Single by Classics IV

from the album Spooky
- B-side: "Poor People"
- Released: October 1967
- Recorded: Late summer/early fall 1967
- Genre: Blue-eyed soul; psychedelic soul; psychedelic rock; pop;
- Length: 2:50
- Label: Imperial
- Songwriters: Mike Shapiro; Harry Middlebrooks Jr.; James Cobb; Buddy Buie;
- Producer: Buddy Buie

Classics IV singles chronology
|  | "Spooky" (1967) | "Soul Train" (1968) |

= Spooky (Classics IV song) =

1967 song originally performed by Mike Sharpe

"Spooky" is an instrumental song, originally performed by saxophonist Mike Sharpe (Shapiro) and written by Shapiro and Harry Middlebrooks Jr, which first charted in 1967 hitting No. 57 on the US pop charts and No. 55 on the Canadian charts. Its best-known version was created by songwriter James Cobb and producer Buddy Buie for the group Classics IV when they added lyrics about a "spooky little girl". The vocalist was Dennis Yost. The song is noted for its eerie whistling sound effect depicting the spooky woman. It has become a Halloween favorite. In 1968, the vocal version reached No. 3 on the U.S. Billboard Hot 100, No. 1 in Canada, and No. 46 in the UK.

==Charts==

===Weekly charts===

| Chart (1967–68) | Peak position |
|---|---|
| Canada RPM Top Singles | 1 |
| New Zealand | 19 |
| UK (OCC) | 46 |
| US Billboard Hot 100 | 3 |
| US Cash Box Top 100 | 2 |

===Year-end charts===

| Chart (1968) | Rank |
|---|---|
| Canada | 84 |
| US Billboard Hot 100 | 26 |

==Atlanta Rhythm Section version==

James Cobb and bandmate Dean Daughtry later became part of Atlanta Rhythm Section and re-recorded "Spooky" in 1979, also produced by Buie. It was the second of two singles released from their Underdog LP.

ARS's version hit No. 17 in the US on Billboard and No. 15 on Cash Box. It also charted minorly internationally.

===Charts===

| Chart (1979) | Peak position |
|---|---|
| Australia | 96 |
| Canada RPM Top Singles | 37 |
| New Zealand (RIANZ) | 47 |
| UK Singles Chart | 48 |
| US Billboard Hot 100 | 17 |
| US Billboard Adult Contemporary | 23 |
| US Cash Box Top 100 | 15 |

==Other versions==
- A version of "Spooky" was recorded by UK singer Dusty Springfield in 1968 and was released as a single worldwide except in the US. This gender-flipped version was featured prominently in the Guy Ritchie film Lock, Stock and Two Smoking Barrels, as well as in Jim Jarmusch's Father Mother Sister Brother. Springfield's version was certified gold by BPI in 2024. The song has gone on to become probably the most recognisable recording of the song, having gained over 10 million views on YouTube over 280 million streams on Spotify, and regular use on TikTok.

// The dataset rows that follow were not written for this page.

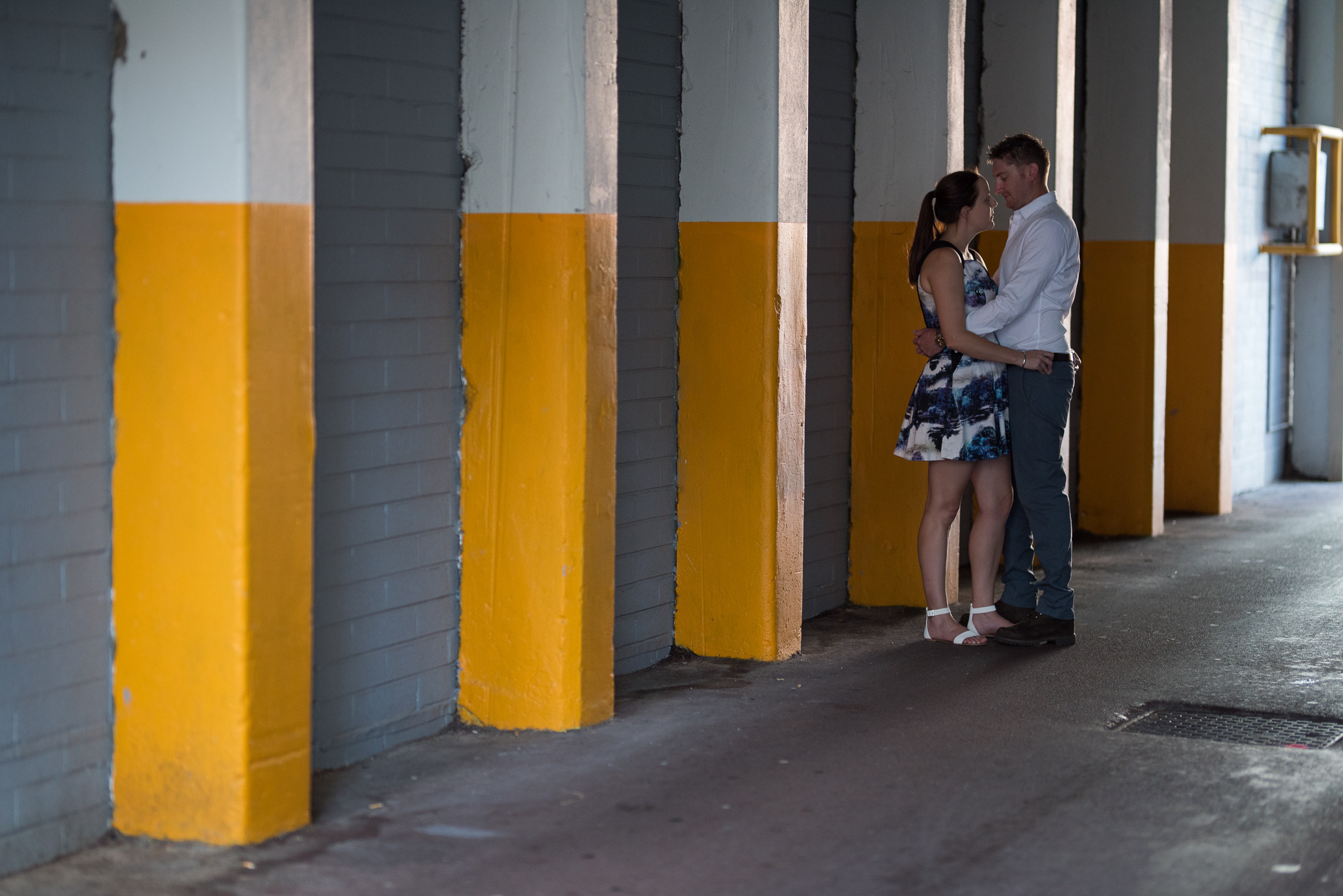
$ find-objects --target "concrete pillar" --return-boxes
[675,0,807,659]
[979,0,1077,263]
[111,0,313,844]
[1165,0,1235,513]
[849,0,966,606]
[458,0,616,730]
[1292,0,1343,482]
[1077,0,1173,535]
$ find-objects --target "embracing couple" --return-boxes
[896,134,1081,646]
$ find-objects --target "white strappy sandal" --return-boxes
[967,603,998,638]
[924,607,992,648]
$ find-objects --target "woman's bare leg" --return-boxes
[919,461,988,645]
[970,457,1011,634]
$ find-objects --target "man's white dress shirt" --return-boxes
[966,192,1081,352]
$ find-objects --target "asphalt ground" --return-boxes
[8,484,1343,896]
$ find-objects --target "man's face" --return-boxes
[994,159,1039,211]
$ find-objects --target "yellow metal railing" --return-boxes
[1260,125,1343,255]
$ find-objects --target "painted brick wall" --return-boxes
[615,0,681,674]
[802,0,858,617]
[313,0,462,768]
[0,0,113,874]
[1232,0,1288,492]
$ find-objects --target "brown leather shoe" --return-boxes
[994,613,1077,648]
[960,600,1035,627]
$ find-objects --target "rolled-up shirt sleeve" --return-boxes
[966,219,1065,336]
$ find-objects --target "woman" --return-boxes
[896,170,1053,646]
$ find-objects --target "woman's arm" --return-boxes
[920,247,1054,374]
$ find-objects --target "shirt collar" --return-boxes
[1011,191,1058,227]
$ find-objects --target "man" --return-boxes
[915,134,1081,646]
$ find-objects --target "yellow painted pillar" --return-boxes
[1077,0,1173,535]
[458,0,616,730]
[113,0,313,844]
[675,0,807,659]
[849,0,966,607]
[1165,0,1239,513]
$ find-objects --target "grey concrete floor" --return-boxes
[8,484,1343,896]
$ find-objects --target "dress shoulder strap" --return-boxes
[919,239,966,289]
[924,239,966,263]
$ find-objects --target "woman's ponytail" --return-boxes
[909,189,938,284]
[909,168,980,284]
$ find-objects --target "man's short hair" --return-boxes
[988,134,1049,184]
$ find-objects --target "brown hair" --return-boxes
[988,134,1049,184]
[909,168,979,283]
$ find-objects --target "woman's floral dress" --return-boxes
[896,241,1011,461]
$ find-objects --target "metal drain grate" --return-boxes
[1117,705,1343,750]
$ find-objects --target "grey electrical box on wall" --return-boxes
[1268,149,1328,229]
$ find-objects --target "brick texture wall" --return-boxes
[0,0,113,874]
[615,0,681,674]
[802,0,858,617]
[313,0,462,768]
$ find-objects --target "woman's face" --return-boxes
[964,178,998,234]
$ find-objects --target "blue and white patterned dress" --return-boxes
[896,241,1011,461]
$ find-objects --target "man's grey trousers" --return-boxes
[1002,361,1073,619]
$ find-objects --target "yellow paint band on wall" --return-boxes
[1166,243,1234,513]
[458,214,616,731]
[675,222,806,659]
[1077,241,1166,535]
[113,203,313,844]
[849,222,960,607]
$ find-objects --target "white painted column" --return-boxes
[849,0,966,606]
[1292,0,1343,482]
[1165,0,1235,513]
[1077,0,1173,535]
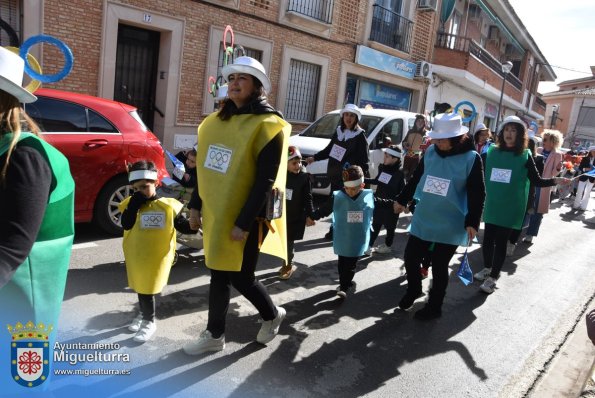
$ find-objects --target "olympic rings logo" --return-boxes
[454,101,477,123]
[209,151,229,166]
[143,214,163,224]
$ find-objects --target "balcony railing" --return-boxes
[287,0,334,24]
[370,4,413,53]
[436,32,523,90]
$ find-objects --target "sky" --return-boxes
[508,0,595,94]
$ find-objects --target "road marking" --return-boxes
[72,242,99,250]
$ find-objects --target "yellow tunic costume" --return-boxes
[119,197,183,294]
[196,113,291,271]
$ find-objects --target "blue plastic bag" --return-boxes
[457,249,473,286]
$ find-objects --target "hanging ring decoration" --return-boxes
[19,35,73,83]
[223,25,234,66]
[454,101,477,123]
[4,46,42,93]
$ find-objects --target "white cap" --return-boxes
[221,57,271,93]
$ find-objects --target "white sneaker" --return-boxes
[128,314,143,333]
[376,243,392,254]
[256,307,286,344]
[479,276,496,294]
[132,321,157,343]
[182,330,225,355]
[506,242,516,256]
[473,268,492,281]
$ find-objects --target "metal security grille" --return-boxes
[287,0,333,24]
[285,59,322,122]
[0,0,21,47]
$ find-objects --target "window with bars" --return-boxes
[285,59,322,122]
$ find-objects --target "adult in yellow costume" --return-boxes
[184,57,291,355]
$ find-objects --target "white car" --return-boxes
[289,108,416,195]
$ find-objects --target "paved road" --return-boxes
[43,194,595,398]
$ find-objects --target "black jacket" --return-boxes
[285,172,314,240]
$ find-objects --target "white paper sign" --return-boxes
[423,175,450,196]
[204,145,233,174]
[378,171,392,184]
[490,167,512,184]
[329,144,347,162]
[140,211,165,229]
[347,211,364,223]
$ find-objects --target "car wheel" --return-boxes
[94,175,132,235]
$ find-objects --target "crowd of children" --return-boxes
[120,98,584,354]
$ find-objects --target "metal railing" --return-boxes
[370,4,413,53]
[436,32,523,90]
[287,0,334,24]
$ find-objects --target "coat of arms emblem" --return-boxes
[8,321,53,387]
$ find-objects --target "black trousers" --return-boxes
[404,235,458,310]
[337,256,359,291]
[138,293,155,322]
[207,222,277,338]
[370,214,399,247]
[481,223,513,279]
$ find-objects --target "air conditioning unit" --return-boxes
[417,0,438,11]
[415,61,432,79]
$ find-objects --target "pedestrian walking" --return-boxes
[306,104,370,240]
[118,160,198,343]
[279,146,315,279]
[394,113,485,320]
[313,166,378,299]
[364,145,405,255]
[523,130,564,243]
[401,115,427,180]
[475,116,570,294]
[183,56,291,355]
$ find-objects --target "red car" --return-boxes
[25,88,168,234]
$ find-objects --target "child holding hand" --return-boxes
[119,160,197,343]
[313,166,393,299]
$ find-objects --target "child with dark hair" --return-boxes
[279,146,314,279]
[312,166,393,299]
[119,160,197,343]
[364,145,405,255]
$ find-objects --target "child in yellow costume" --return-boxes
[119,160,197,343]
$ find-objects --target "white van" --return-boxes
[289,108,416,195]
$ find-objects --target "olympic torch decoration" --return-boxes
[6,35,74,93]
[207,25,246,100]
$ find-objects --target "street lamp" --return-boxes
[496,61,512,130]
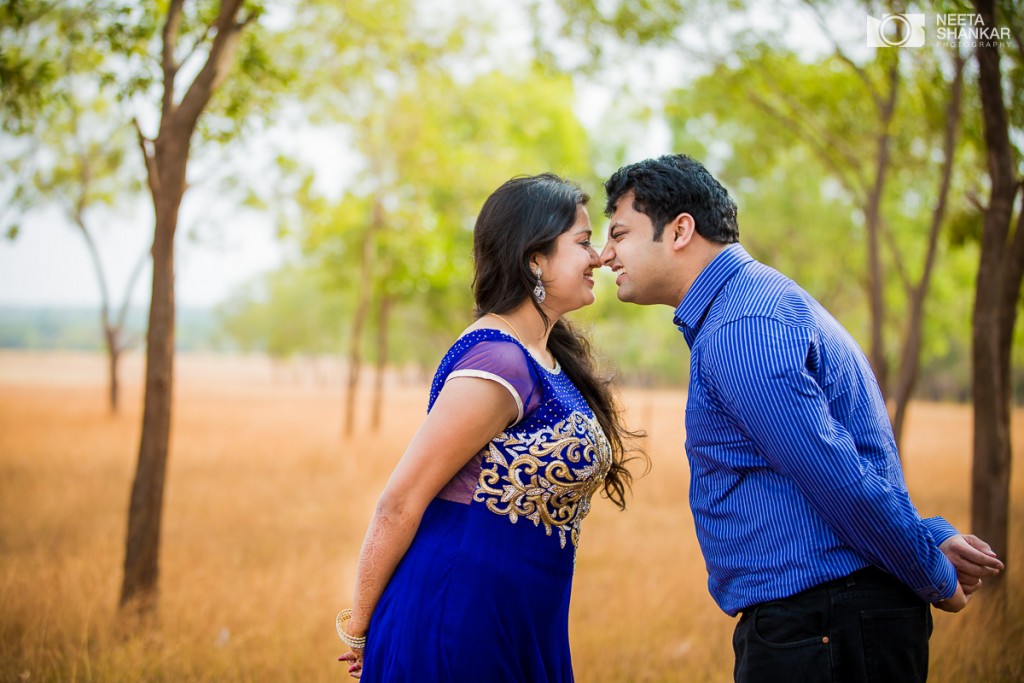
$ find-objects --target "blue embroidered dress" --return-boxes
[361,330,611,683]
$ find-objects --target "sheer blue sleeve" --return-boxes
[445,341,541,424]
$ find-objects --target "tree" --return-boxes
[971,0,1024,605]
[0,2,148,413]
[121,0,259,614]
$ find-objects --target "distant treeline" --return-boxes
[0,306,220,351]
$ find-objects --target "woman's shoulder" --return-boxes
[438,326,531,374]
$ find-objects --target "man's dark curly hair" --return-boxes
[604,155,739,245]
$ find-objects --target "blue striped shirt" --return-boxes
[675,244,956,615]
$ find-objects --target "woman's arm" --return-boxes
[345,377,518,668]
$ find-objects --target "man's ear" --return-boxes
[665,213,697,251]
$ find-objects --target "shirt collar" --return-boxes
[673,243,754,343]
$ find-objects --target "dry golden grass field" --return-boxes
[0,351,1024,683]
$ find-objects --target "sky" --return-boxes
[0,3,863,308]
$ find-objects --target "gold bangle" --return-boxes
[334,609,367,650]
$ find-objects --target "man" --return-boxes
[601,155,1002,683]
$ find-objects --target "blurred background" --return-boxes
[0,0,1024,681]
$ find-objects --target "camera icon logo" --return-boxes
[867,14,925,47]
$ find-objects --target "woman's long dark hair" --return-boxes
[473,173,641,508]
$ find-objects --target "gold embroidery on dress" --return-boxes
[473,412,611,548]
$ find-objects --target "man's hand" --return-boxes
[936,533,1004,593]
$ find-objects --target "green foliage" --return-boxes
[667,43,979,382]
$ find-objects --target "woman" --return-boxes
[338,174,630,683]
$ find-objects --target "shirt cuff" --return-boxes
[914,555,956,603]
[922,517,959,548]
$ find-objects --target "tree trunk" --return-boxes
[103,325,121,414]
[370,294,392,432]
[120,0,248,616]
[971,0,1024,610]
[121,139,190,614]
[864,60,899,397]
[893,50,964,451]
[342,201,384,438]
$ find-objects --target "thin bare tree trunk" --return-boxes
[342,208,383,438]
[864,59,899,396]
[370,294,392,432]
[893,49,964,451]
[971,0,1024,611]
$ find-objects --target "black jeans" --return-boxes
[732,567,932,683]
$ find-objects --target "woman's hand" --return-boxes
[338,650,362,678]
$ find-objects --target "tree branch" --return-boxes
[804,0,882,110]
[131,119,160,199]
[176,0,252,129]
[117,249,152,335]
[161,0,184,120]
[749,91,863,204]
[879,218,914,298]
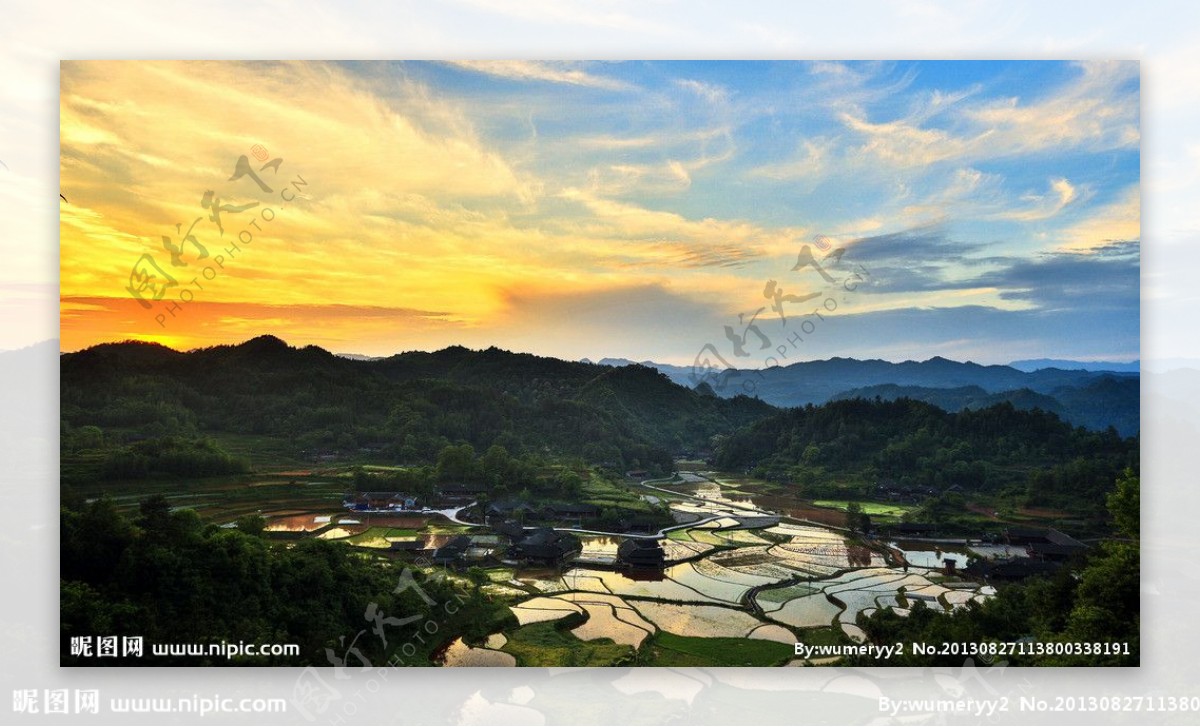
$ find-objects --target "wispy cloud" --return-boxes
[441,60,631,91]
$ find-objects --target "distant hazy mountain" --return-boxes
[600,356,1140,435]
[1009,359,1141,373]
[834,375,1141,437]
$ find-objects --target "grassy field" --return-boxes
[642,631,793,667]
[500,623,634,667]
[812,500,916,518]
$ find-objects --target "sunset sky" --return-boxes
[60,61,1140,367]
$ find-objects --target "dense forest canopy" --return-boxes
[61,336,773,476]
[716,398,1139,515]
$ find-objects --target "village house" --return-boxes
[617,537,666,569]
[509,528,583,565]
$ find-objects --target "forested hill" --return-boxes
[834,374,1141,437]
[716,398,1139,512]
[600,356,1140,435]
[60,336,774,470]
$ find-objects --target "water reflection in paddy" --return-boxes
[442,638,517,667]
[768,594,841,629]
[889,540,972,569]
[571,602,654,649]
[634,601,763,638]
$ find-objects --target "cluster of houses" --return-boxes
[391,522,666,571]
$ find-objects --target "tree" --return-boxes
[1108,468,1141,539]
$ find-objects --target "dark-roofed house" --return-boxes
[433,535,470,565]
[484,500,538,521]
[492,521,524,542]
[347,492,416,511]
[617,537,666,569]
[391,537,425,554]
[509,528,583,565]
[438,482,488,505]
[966,558,1062,581]
[1004,527,1087,563]
[542,503,600,519]
[888,523,937,535]
[1026,542,1087,563]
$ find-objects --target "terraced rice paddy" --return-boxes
[442,637,517,667]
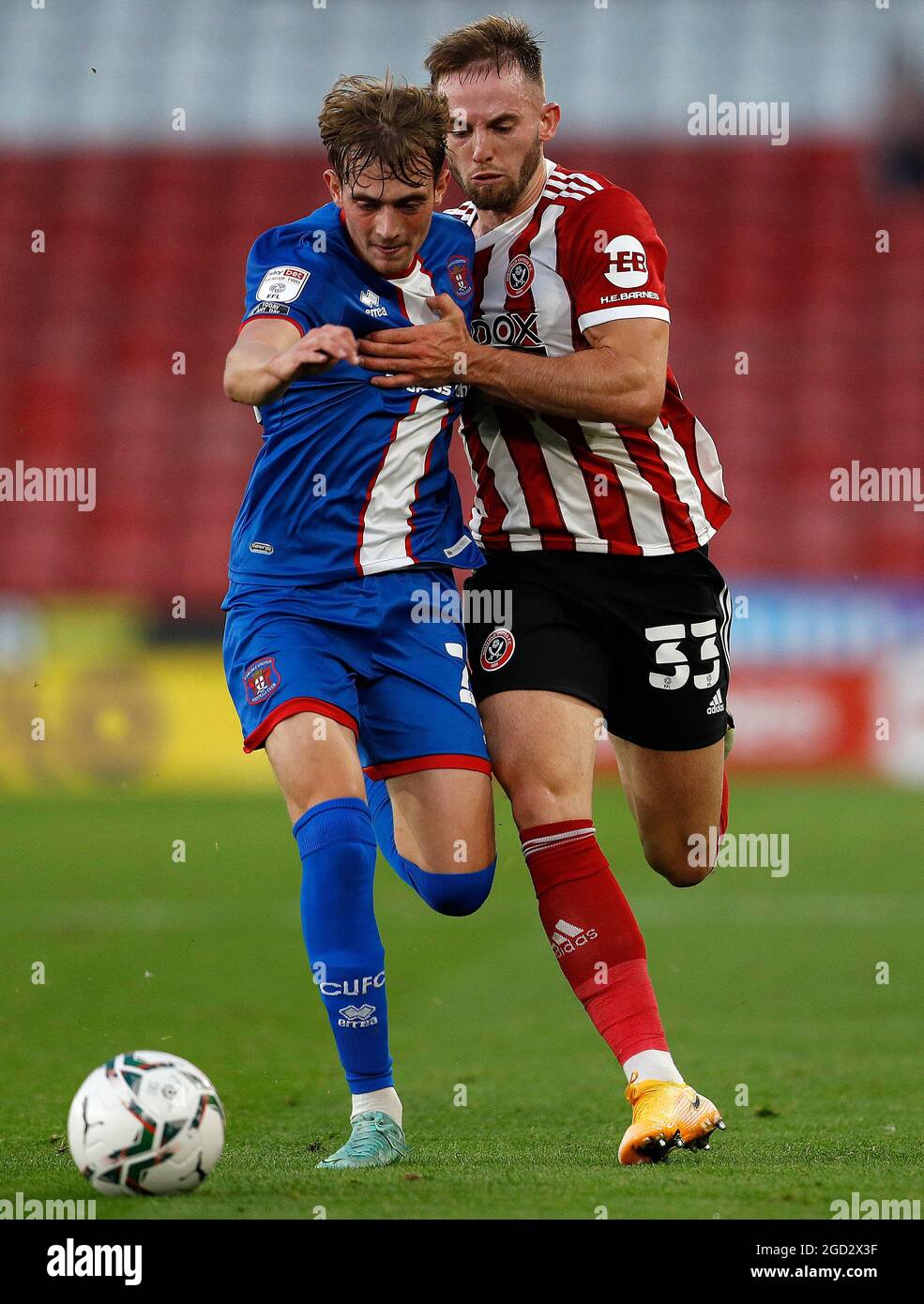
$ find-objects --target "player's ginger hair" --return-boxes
[318,73,451,185]
[424,14,545,99]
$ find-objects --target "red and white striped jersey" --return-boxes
[451,160,731,557]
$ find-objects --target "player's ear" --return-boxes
[539,100,562,143]
[325,167,342,208]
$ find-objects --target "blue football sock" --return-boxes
[292,796,395,1096]
[366,776,496,916]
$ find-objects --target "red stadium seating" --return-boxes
[0,143,924,604]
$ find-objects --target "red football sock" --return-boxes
[520,819,669,1064]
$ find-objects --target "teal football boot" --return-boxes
[317,1110,408,1168]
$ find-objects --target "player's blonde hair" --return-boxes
[424,14,545,99]
[318,73,449,185]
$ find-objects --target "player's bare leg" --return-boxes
[265,712,406,1168]
[366,768,496,916]
[610,735,727,888]
[387,769,496,873]
[481,690,723,1163]
[265,712,366,824]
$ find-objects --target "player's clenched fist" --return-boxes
[267,326,359,381]
[224,317,359,407]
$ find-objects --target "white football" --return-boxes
[68,1051,224,1196]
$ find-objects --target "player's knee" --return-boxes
[642,839,713,888]
[498,770,583,829]
[411,860,496,917]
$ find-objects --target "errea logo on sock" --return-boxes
[550,919,597,959]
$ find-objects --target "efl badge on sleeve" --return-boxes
[244,656,282,706]
[257,267,311,304]
[446,253,475,298]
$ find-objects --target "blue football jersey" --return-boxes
[230,204,482,584]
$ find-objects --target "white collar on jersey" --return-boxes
[463,159,558,249]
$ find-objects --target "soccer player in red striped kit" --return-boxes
[359,17,731,1163]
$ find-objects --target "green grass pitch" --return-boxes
[0,780,923,1220]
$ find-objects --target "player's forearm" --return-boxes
[224,341,291,407]
[465,344,666,429]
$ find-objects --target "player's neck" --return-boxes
[472,158,547,240]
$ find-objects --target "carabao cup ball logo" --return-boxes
[481,629,516,670]
[507,253,536,298]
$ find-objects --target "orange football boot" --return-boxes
[619,1073,724,1163]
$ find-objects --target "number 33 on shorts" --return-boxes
[645,619,722,690]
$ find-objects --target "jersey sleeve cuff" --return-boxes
[237,313,308,335]
[577,304,671,330]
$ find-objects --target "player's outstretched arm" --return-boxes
[359,295,670,429]
[224,318,358,407]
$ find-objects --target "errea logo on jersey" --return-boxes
[359,287,388,317]
[603,236,647,290]
[257,267,311,304]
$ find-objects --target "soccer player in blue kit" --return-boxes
[223,77,495,1168]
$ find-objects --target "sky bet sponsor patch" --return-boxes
[257,267,311,304]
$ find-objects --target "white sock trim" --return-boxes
[623,1051,686,1083]
[349,1086,402,1128]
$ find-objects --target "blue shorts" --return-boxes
[221,568,492,779]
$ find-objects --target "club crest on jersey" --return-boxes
[244,656,282,706]
[481,629,516,670]
[446,253,475,298]
[506,253,536,298]
[257,267,311,304]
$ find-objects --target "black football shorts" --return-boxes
[465,548,731,751]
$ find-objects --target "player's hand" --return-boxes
[265,326,359,381]
[359,295,477,390]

- Lydia Lunch released a version of the song on her 1980 album Queen of Siam. The lyrics are addressed to "a spooky little boy".

- Another gender-flipped version was recorded by Martha Reeves and released on the album In the Midnight Hour in 1986. In this version, the line "spooky little girl like you" is changed to "spooky old lady like me".

- A big band Latin Jazz version of the song appears on the 2024 Grammy-nominated double CD Vox Humana, recorded live at Dizzy's Club Coca-Cola in NYC by the Bobby Sanabria Multiverse Big Band. It features Janis Siegel on vocals highlighting the genre switch, along with Peter Brainin on tenor saxophone over authentic Cuban cha-cha, son montuno rhythm, with a jazz-oriented arrangement by Jeremy Fletcher.